Timekeeping in VMware Virtual Machines – (26 pages) This is a very important topic for all VM Admins to know.  Time is relevant to everything in a VM, whether you are trying to authenticate to Active Directory or troubleshooting using event logs, accurate time is very important.  This paper goes into some really great detail on how VMware maintains accurate time in VMs.  If you are a VMware admin, this should be a standard read.   (*****, 5 of 5 stars, vKeeper)

SAN System Design and Deployment Guide – (244 pages of storage goodness)  I have a storage background so I specifically enjoy this one.  If you are running ESX on SAN shared storage (you should be on some type of shared storage) then this is a must read.  This whitepaper is also very helpful if you are studying for the VCP or one of the new VCAP exams.  This is another paper I keep local and definitely one all VM admins with SAN should review.  (*****, 5 of 5 stars, vKeeper)

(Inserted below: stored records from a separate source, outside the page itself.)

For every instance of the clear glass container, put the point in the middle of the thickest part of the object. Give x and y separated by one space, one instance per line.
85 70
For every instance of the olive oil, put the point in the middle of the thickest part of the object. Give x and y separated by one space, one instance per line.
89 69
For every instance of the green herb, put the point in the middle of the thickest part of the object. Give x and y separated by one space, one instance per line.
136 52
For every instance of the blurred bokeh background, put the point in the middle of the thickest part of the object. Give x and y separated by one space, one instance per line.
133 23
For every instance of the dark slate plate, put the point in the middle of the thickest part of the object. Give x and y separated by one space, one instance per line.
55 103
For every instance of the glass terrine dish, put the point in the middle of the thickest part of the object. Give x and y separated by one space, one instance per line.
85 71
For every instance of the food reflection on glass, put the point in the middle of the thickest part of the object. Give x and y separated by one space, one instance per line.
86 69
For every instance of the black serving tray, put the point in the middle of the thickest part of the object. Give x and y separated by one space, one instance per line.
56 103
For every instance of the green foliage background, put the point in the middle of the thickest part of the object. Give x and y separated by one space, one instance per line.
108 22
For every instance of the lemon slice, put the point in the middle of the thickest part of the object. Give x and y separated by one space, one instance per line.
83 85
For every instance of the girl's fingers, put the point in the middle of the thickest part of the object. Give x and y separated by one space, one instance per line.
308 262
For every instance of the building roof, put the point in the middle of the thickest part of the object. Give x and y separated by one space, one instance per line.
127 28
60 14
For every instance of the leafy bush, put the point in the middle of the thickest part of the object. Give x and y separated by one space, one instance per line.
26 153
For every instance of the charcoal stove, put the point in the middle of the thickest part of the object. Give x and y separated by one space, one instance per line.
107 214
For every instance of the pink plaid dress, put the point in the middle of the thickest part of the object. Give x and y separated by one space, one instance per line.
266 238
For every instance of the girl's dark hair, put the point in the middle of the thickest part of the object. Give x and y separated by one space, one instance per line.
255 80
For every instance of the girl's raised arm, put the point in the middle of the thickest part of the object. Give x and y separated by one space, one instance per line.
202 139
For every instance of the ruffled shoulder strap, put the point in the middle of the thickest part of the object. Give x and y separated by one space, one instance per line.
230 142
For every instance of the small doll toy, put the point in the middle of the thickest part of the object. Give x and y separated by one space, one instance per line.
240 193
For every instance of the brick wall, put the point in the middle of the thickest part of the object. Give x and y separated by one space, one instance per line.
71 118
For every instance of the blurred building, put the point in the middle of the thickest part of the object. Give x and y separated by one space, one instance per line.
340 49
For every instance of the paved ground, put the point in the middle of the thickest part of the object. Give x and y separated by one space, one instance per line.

Best Practices for Running vSphere on NFS Storage – (14 pages) On the heels of the SAN design and deployment guide, this paper describes the best practices for running NFS on vSphere.  I like the fact that this article references outdated best practices that have changed and why they have changed.  This is a HUGE help to admins who google a topic only to find conflicting information.  My only regret on this paper is that I would like to see more detail on the advanced options and how they affect the performance of NFS.  Still a important doc for VM Admins using NFS storage.  Should be reviewed by all of them to make sure they are current in their deployment of NFS best practices.  (****, 4 of 5 stars)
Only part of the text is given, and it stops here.